Là film d’assedio (con tutti i riferimenti opportunamente citati nell’articolo relativo), qua drappello in fuga in jungla urbana ostile, naturalmente con diversi referenti cinematografici: non si può non pensare agli indimenticabili Guerrieri della Notte di Walter Hill, braccati da gang rivali non meno tribali di quelle scatenate nella notte della “purificazione” newyorkese del 2023 (il sequel si svolge un anno esatto dopo il precursore, mantenendo nella finzione la cronologia della finzione, in cui la notte del libero omicidio negli USA è sempre quella, una all’anno). Ma inevitabile anche ripensare al 1997: Fuga da New York di Carpenter, la cui ombra lunga giganteggia evidentemente sull’universo filmico del De Monaco.

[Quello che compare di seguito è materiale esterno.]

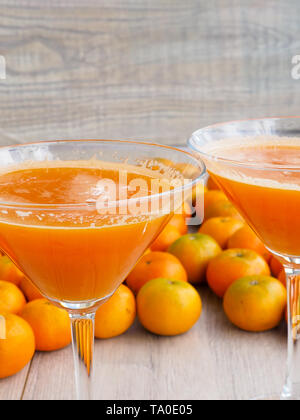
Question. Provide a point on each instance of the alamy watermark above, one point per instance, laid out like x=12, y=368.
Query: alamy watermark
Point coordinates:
x=2, y=68
x=296, y=67
x=137, y=196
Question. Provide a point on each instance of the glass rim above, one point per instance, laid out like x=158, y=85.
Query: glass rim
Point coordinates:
x=31, y=206
x=193, y=144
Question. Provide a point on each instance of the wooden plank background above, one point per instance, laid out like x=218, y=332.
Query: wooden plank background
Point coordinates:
x=144, y=69
x=156, y=70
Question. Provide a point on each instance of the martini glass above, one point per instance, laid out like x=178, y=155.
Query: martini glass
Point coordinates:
x=257, y=165
x=75, y=216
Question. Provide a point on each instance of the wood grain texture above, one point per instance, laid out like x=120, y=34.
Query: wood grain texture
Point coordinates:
x=142, y=69
x=157, y=70
x=213, y=361
x=12, y=388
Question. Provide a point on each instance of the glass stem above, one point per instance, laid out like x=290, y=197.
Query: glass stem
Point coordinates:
x=83, y=327
x=291, y=390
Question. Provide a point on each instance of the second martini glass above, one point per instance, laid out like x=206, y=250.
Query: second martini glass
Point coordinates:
x=76, y=216
x=257, y=164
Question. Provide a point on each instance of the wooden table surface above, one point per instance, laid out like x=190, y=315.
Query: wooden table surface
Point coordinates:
x=156, y=70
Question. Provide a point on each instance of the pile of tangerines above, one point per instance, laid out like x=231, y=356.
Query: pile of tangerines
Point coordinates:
x=162, y=289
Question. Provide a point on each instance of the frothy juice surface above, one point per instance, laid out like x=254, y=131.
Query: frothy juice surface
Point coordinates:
x=70, y=250
x=267, y=192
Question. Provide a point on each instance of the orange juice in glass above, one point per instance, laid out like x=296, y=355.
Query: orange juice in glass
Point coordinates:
x=257, y=165
x=75, y=216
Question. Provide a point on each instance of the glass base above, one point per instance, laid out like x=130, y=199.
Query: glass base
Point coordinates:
x=86, y=307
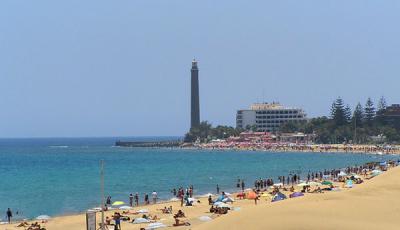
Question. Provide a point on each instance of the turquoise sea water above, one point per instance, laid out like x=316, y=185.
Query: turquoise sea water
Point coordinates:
x=61, y=176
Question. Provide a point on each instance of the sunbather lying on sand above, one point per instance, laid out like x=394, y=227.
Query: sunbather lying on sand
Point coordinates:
x=180, y=223
x=23, y=224
x=179, y=214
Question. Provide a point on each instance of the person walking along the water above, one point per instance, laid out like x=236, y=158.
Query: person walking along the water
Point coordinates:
x=9, y=215
x=131, y=200
x=154, y=195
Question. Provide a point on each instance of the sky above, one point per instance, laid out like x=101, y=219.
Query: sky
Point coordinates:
x=98, y=68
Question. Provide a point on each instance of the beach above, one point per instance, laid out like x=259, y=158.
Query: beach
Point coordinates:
x=373, y=204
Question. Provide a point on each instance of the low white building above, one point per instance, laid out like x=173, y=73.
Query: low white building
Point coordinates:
x=268, y=117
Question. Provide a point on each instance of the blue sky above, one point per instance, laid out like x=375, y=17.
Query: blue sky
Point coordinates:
x=122, y=68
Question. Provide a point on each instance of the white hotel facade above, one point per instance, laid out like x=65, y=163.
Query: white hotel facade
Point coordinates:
x=268, y=117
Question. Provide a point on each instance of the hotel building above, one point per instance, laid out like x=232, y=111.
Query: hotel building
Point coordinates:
x=268, y=117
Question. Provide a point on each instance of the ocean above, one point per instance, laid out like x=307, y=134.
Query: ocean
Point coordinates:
x=60, y=176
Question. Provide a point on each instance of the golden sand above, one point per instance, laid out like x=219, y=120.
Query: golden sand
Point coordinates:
x=374, y=204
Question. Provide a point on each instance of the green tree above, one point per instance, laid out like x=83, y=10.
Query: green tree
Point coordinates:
x=358, y=115
x=338, y=112
x=381, y=105
x=347, y=113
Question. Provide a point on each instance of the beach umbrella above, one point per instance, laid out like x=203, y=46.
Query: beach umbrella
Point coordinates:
x=223, y=205
x=156, y=225
x=376, y=171
x=143, y=211
x=278, y=197
x=218, y=203
x=296, y=194
x=303, y=184
x=251, y=195
x=267, y=195
x=349, y=184
x=205, y=218
x=43, y=217
x=228, y=199
x=313, y=183
x=141, y=221
x=117, y=203
x=326, y=183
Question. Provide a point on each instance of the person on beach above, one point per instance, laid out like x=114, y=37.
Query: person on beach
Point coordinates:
x=137, y=199
x=210, y=201
x=131, y=200
x=154, y=195
x=9, y=215
x=181, y=197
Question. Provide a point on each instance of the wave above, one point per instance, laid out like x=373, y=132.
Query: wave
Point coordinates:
x=58, y=146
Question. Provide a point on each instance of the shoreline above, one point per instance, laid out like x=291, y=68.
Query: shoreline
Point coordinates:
x=78, y=218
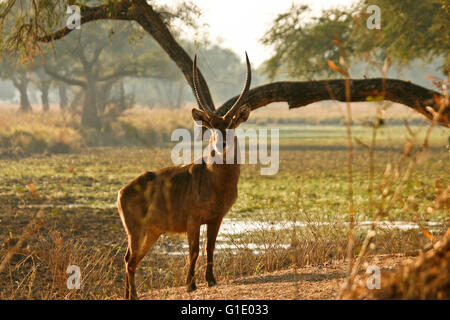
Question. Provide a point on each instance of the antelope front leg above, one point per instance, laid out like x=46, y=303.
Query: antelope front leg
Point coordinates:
x=213, y=230
x=193, y=238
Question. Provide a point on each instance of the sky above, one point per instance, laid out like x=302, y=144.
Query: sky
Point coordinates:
x=239, y=24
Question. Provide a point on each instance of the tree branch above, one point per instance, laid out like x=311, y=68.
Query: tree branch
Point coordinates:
x=299, y=94
x=116, y=10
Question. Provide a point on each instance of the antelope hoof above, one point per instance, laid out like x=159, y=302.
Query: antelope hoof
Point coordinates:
x=192, y=287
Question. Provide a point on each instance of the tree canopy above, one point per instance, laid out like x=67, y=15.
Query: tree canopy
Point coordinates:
x=409, y=30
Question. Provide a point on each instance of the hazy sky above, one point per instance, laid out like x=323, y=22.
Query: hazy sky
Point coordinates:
x=239, y=24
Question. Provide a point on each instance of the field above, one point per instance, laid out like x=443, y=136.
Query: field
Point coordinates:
x=58, y=208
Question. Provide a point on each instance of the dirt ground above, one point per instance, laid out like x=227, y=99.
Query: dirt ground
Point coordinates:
x=302, y=284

Anche il protagonista, il misterioso, deciso e letale sergente Leo Barnes (lo spigoloso Frank Grillo nella foto a destra), identità che peraltro scopriamo a un minuto dal finale, deve avere il poster di Jena Plissken in camera da letto, dove si arma fino ai denti per percorrere le pericolosissime strade di NY la notte della strage legalizzata (SPOILER) per “purificarsi” a propria volta (FINE SPOILER).
Ha le stimmate del giustiziere della notte, il taciturno eroe, ma anche il cuore d’oro tipico degli eroi: mentre intorno infuria la mattanza, si lascia distrarre dalla propria (ancora a noi ignota) missione per salvare due coppie nei guai: i coniugi Shane e Liz (nella foto in alto a sinistra) che si stanno separando (ma si amano ancora, via), piantati in asso dall’auto a pochi metri da una gang di selvaggi mascherati e una madre con figlia messicane, Eva e Cali, prima minacciate da un vicino di casa poi dalle squadracce della stessa polizia, che contribuisce a gettar benzina sul fuoco della killer night americana.
Sorpresa, questa, che è poi la principale novità contenutistica di questo sequel, che punta molto più decisamente sull’affondo politico: non solo con speculatori di borsa penzolano dagli ingressi delle loro finanziarie (immagine qui a sinistra), con (SPOILER) ricchi che “si comprano” delle vittime da uccidere in cacce private (foto qui sotto a destra), purificandosi al sicuro delle proprie difesissime magioni (FINE SPOILER), ma – appunto – anche con forze dell’ordine che partecipano attivamente all’eccidio indiscriminato nelle strade (ultima immagine in basso a sinistra), concepito (altro che sfogo dei bassi istinti) al malthusiano fine di ridurre il numero di poveri, disoccupati e senza tetto che pesano sulla così risanatissima economia americana. Il concetto (ok, un po’ tirato per i capelli ma non è un film d’azione il luogo per il dibattito economico sulla crisi) era presente già nel primo film ma qui diventa centrale: anche perché la (SPOILER) carica della cavalleria a salvare i nostri eroi in pericolo arriverà proprio da un movimento di neri che intende opporsi (sempre con le armi) alla menzogna della “strage di stato” (FINE SPOILER).
Certo, ideologia scolpita col machete (ma ne andrebbe valutato l’impatto nel Paese che vanta il maggior numero di armi da fuoco per abitante), però azione adrenalinica senza sosta con ottimi copi di scena (anche nel finale, benché un po’ più buonista del primo film) e un tollerabile numero di cliché narrativi: come dicevamo, l’inspiegabile bontà di un eroe che pur parrebbe motivato alla vendetta violenta, la coppia che si riama un attimo prima della tragedia, il lieto fine (che non spoileremo) e alcuni dialoghi, su tutti l’immancabile “andrà tutto bene” (americani, ma vi è proprio così necessario?!).
Ma l’efficacia viscerale del prodotto la si misura direttamente all’uscita della sala, quando si cammina per un viale deserto della Milano estiva di notte, controllando se mai da una via laterale non sbuchi una gang di assassini mascherati. O se quei tre ragazzini le cui ombre s’allungano sul marciapiede venendoci incontro non nascondano delle mazze da baseball dietro la schiena.